Surgical Treatment of Coarctation of the Aorta.
- Author:
Si Chan SUNG
1
;
Jeung Hee BANG
;
Seung Hwan PYUN
;
Gwang Jo CHO
;
Jong Soo WOO
;
Hyoung Doo LEE
Author Information
1. Department of Thoracic and Cardiovascular Surgery, College of Medicine, Dong-A University, Korea.

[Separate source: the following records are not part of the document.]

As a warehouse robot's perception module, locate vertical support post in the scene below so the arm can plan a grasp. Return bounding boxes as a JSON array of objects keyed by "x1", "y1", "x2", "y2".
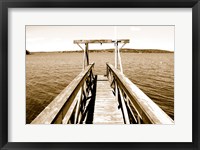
[
  {"x1": 83, "y1": 49, "x2": 86, "y2": 70},
  {"x1": 119, "y1": 90, "x2": 130, "y2": 124},
  {"x1": 85, "y1": 43, "x2": 89, "y2": 66},
  {"x1": 117, "y1": 45, "x2": 123, "y2": 73},
  {"x1": 115, "y1": 40, "x2": 118, "y2": 69}
]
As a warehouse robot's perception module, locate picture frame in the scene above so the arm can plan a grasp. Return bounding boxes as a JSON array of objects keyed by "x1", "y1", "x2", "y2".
[{"x1": 0, "y1": 0, "x2": 200, "y2": 150}]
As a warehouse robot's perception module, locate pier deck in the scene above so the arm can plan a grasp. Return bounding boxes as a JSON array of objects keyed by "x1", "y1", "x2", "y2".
[{"x1": 93, "y1": 75, "x2": 124, "y2": 124}]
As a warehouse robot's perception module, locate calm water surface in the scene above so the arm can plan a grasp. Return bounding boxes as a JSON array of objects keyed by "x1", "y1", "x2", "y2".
[{"x1": 26, "y1": 53, "x2": 174, "y2": 123}]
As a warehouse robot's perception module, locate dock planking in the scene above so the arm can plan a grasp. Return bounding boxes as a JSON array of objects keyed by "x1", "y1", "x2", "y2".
[{"x1": 93, "y1": 75, "x2": 124, "y2": 124}]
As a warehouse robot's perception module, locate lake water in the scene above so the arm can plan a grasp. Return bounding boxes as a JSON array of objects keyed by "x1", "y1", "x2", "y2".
[{"x1": 26, "y1": 53, "x2": 174, "y2": 123}]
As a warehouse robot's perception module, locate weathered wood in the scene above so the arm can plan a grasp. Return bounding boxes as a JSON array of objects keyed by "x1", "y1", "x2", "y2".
[
  {"x1": 107, "y1": 64, "x2": 174, "y2": 124},
  {"x1": 62, "y1": 89, "x2": 81, "y2": 124},
  {"x1": 31, "y1": 63, "x2": 94, "y2": 124},
  {"x1": 85, "y1": 43, "x2": 89, "y2": 66},
  {"x1": 93, "y1": 75, "x2": 124, "y2": 124},
  {"x1": 74, "y1": 39, "x2": 129, "y2": 44}
]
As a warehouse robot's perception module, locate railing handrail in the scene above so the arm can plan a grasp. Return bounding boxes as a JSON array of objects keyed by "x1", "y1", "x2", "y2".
[
  {"x1": 31, "y1": 63, "x2": 94, "y2": 124},
  {"x1": 107, "y1": 63, "x2": 174, "y2": 124}
]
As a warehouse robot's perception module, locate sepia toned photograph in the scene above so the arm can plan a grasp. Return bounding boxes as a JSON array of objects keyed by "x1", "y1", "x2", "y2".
[{"x1": 25, "y1": 25, "x2": 175, "y2": 125}]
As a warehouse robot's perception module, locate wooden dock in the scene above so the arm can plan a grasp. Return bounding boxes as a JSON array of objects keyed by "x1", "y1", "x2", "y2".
[
  {"x1": 31, "y1": 39, "x2": 174, "y2": 124},
  {"x1": 93, "y1": 75, "x2": 124, "y2": 124}
]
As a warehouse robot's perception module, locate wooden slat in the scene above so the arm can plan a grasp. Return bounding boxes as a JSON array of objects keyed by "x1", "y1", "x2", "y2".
[
  {"x1": 31, "y1": 63, "x2": 94, "y2": 124},
  {"x1": 93, "y1": 75, "x2": 124, "y2": 124},
  {"x1": 107, "y1": 64, "x2": 174, "y2": 124}
]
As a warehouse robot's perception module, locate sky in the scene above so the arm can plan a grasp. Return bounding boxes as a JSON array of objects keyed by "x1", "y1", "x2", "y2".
[{"x1": 26, "y1": 26, "x2": 175, "y2": 52}]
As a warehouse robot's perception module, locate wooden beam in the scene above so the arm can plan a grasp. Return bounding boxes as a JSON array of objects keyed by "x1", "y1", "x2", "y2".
[
  {"x1": 107, "y1": 64, "x2": 174, "y2": 124},
  {"x1": 74, "y1": 39, "x2": 129, "y2": 44}
]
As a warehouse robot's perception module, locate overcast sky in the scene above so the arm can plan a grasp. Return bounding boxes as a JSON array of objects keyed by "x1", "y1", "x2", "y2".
[{"x1": 26, "y1": 26, "x2": 175, "y2": 52}]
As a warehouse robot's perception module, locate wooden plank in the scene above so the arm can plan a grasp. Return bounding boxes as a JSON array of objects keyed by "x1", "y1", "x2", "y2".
[
  {"x1": 31, "y1": 63, "x2": 94, "y2": 124},
  {"x1": 107, "y1": 64, "x2": 174, "y2": 124},
  {"x1": 93, "y1": 75, "x2": 124, "y2": 124},
  {"x1": 74, "y1": 39, "x2": 129, "y2": 44}
]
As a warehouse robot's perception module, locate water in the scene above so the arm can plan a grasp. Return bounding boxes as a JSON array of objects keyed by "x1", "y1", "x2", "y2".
[{"x1": 26, "y1": 53, "x2": 174, "y2": 123}]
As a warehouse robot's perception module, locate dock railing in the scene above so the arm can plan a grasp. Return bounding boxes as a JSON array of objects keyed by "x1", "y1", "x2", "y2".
[
  {"x1": 107, "y1": 63, "x2": 174, "y2": 124},
  {"x1": 31, "y1": 63, "x2": 95, "y2": 124}
]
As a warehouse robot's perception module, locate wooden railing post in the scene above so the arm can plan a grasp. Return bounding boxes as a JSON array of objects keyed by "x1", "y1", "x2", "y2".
[{"x1": 107, "y1": 64, "x2": 174, "y2": 124}]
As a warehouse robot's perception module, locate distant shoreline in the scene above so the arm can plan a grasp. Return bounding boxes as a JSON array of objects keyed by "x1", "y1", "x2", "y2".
[{"x1": 26, "y1": 49, "x2": 174, "y2": 54}]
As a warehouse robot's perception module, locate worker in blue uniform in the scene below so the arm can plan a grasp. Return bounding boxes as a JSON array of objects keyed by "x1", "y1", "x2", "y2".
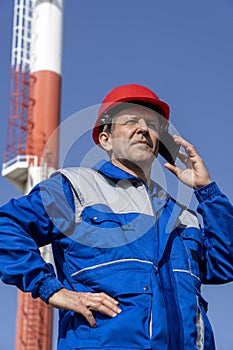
[{"x1": 0, "y1": 84, "x2": 233, "y2": 350}]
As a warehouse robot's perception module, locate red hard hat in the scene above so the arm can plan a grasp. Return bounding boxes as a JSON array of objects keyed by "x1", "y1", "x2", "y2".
[{"x1": 92, "y1": 84, "x2": 170, "y2": 145}]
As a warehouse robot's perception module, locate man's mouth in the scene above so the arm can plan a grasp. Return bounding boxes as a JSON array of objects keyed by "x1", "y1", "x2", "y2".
[{"x1": 134, "y1": 140, "x2": 152, "y2": 148}]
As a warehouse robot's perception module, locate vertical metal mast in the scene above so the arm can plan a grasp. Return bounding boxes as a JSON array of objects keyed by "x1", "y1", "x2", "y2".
[{"x1": 2, "y1": 0, "x2": 63, "y2": 350}]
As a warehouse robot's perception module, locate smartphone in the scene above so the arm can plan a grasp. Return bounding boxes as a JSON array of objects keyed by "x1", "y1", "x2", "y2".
[{"x1": 159, "y1": 131, "x2": 180, "y2": 165}]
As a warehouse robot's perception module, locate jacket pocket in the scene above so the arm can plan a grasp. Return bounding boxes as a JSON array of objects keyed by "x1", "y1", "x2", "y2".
[
  {"x1": 181, "y1": 228, "x2": 204, "y2": 281},
  {"x1": 73, "y1": 259, "x2": 153, "y2": 350},
  {"x1": 196, "y1": 291, "x2": 215, "y2": 350}
]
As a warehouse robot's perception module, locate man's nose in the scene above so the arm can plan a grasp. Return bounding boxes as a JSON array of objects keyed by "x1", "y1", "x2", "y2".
[{"x1": 138, "y1": 119, "x2": 148, "y2": 132}]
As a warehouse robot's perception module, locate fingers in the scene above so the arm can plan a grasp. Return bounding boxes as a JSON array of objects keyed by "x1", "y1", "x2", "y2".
[
  {"x1": 173, "y1": 135, "x2": 198, "y2": 160},
  {"x1": 48, "y1": 288, "x2": 121, "y2": 327}
]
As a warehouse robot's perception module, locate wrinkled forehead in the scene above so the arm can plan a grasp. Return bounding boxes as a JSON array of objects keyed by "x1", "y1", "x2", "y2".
[{"x1": 112, "y1": 103, "x2": 164, "y2": 123}]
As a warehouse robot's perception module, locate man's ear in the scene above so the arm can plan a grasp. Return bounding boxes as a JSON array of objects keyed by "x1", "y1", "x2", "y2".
[{"x1": 99, "y1": 131, "x2": 112, "y2": 152}]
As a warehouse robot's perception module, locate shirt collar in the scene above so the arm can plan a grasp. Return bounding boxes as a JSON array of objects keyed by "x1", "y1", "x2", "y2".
[
  {"x1": 93, "y1": 159, "x2": 170, "y2": 201},
  {"x1": 93, "y1": 159, "x2": 137, "y2": 180}
]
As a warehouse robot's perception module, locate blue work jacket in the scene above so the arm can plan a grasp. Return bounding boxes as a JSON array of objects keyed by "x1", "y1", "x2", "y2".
[{"x1": 0, "y1": 162, "x2": 233, "y2": 350}]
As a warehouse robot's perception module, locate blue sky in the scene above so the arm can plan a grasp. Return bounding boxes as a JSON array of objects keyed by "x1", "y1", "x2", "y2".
[{"x1": 0, "y1": 0, "x2": 233, "y2": 350}]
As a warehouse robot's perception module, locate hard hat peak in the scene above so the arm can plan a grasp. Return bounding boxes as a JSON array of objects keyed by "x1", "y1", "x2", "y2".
[{"x1": 92, "y1": 84, "x2": 170, "y2": 145}]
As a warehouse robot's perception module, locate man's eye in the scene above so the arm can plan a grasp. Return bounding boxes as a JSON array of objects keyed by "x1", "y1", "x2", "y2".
[
  {"x1": 125, "y1": 119, "x2": 138, "y2": 125},
  {"x1": 147, "y1": 122, "x2": 159, "y2": 130}
]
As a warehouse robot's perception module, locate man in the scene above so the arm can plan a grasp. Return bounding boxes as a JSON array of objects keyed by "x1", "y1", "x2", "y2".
[{"x1": 0, "y1": 84, "x2": 233, "y2": 350}]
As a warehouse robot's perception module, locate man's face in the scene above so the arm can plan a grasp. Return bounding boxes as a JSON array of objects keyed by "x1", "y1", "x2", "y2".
[{"x1": 101, "y1": 106, "x2": 161, "y2": 170}]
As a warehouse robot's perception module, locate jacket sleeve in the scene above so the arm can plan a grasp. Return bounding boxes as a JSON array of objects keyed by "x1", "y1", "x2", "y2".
[
  {"x1": 195, "y1": 182, "x2": 233, "y2": 284},
  {"x1": 0, "y1": 175, "x2": 74, "y2": 302}
]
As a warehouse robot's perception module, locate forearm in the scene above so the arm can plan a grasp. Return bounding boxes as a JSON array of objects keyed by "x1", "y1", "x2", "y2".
[{"x1": 195, "y1": 183, "x2": 233, "y2": 283}]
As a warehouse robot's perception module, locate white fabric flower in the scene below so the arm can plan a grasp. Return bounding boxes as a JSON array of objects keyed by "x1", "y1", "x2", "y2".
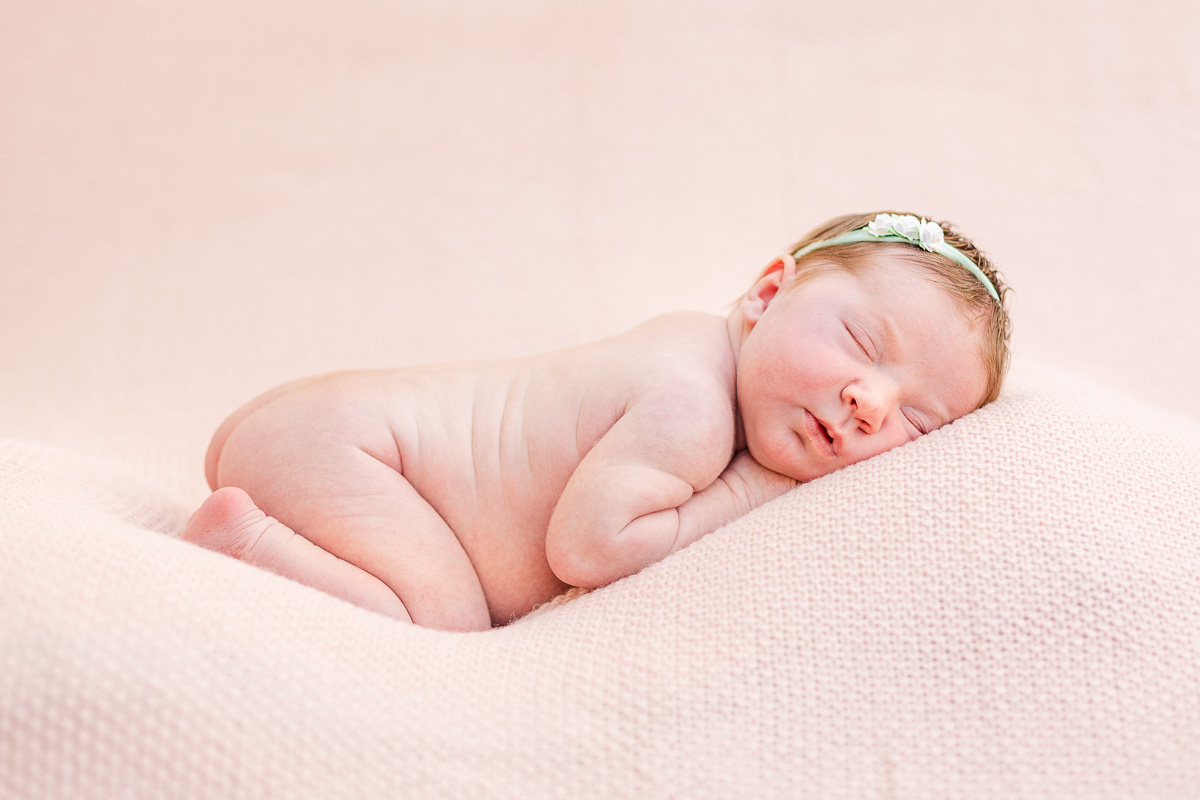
[
  {"x1": 919, "y1": 222, "x2": 946, "y2": 251},
  {"x1": 892, "y1": 213, "x2": 920, "y2": 240},
  {"x1": 866, "y1": 213, "x2": 895, "y2": 236}
]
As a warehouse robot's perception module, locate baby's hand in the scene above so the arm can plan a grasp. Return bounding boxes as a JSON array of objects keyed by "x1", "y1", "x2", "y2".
[
  {"x1": 718, "y1": 450, "x2": 799, "y2": 517},
  {"x1": 671, "y1": 450, "x2": 799, "y2": 553}
]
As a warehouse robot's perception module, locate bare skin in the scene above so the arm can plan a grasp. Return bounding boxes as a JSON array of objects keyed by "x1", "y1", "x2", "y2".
[{"x1": 184, "y1": 258, "x2": 984, "y2": 631}]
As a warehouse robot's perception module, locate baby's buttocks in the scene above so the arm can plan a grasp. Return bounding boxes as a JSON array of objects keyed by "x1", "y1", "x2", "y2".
[{"x1": 386, "y1": 360, "x2": 590, "y2": 621}]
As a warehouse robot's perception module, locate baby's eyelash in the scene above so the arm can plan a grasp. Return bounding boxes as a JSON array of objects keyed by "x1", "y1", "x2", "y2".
[{"x1": 904, "y1": 410, "x2": 929, "y2": 437}]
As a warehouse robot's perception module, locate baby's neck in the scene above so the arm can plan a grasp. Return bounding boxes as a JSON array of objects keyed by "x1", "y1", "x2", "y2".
[{"x1": 725, "y1": 303, "x2": 750, "y2": 452}]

- Publication Type:Original Article
- Keywords:
Aortic coarctation
- MeSH:
Aortic Coarctation*;
Follow-Up Studies;
Humans;
Incidence;
Infant, Newborn;
Mortality
- From:The Korean Journal of Thoracic and Cardiovascular Surgery
1997;30(11):1069-1076
- CountryRepublic of Korea
- Language:Korean
-
Abstract:
There remains controversy regarding the appropriate surgical treatment for coarctation of the aorta because of relatively high rate of recoartation and high mortality in the cases associated with complex anomalies. We evaluated 31 consecutive patients who underwent surgical repair of coarctation of the aorta from May 1992 through June 1996. Nineteen patients(61.3%) were neonates and 26(83.9%) were under three months. Nine patients did not have major associated anomalies(Group I), 15 patients had ventricular septal defect(Group II), and 7 patients had major complex anomalies(Group III). 35.5% of the patients had arch hypoplasia. Surgical procedures performed were as follows: extended end-to-end anastomosis in 17 patients, combined resection-flap procedure in 7 patients, and subclavian flap aortoplasty in 7 patients. Residual coarctation occurred in 7(25%) of 28 patients; 2 after subclavian flap aortoplasty(2/6, 33.3%), none after combined resection-flap procedure(0/7, 0%)), and 5 after extended end-to-end anastomosis(5/15, 33.3%). Higher incidence of residual coarctation was noticed in the group with arch hypoplasia. The incidence of postoperative coarctation at a mean follow-up of 20.5 months in survivals was 12.0%(3/25); 2 cases after subclavian flap aortoplasty(2/6, 33.3%), none after combined resection-flap procedure(0/7, 0%), and one after end-to-end anastomosis(1/12, 8.3%). The mortality rate related to coarctation repair was 9.7%(3 patients, all in Group III). This study revealed that isolated coarctation of aorta and coarctation with ventricular septal defect(groups I and II) can be repaired with low mortality, but repair of coarctation with complex anomaly had a high operative mortality. Also the patients with arch hypoplasia had higher incidence of post-operative residual coarctation.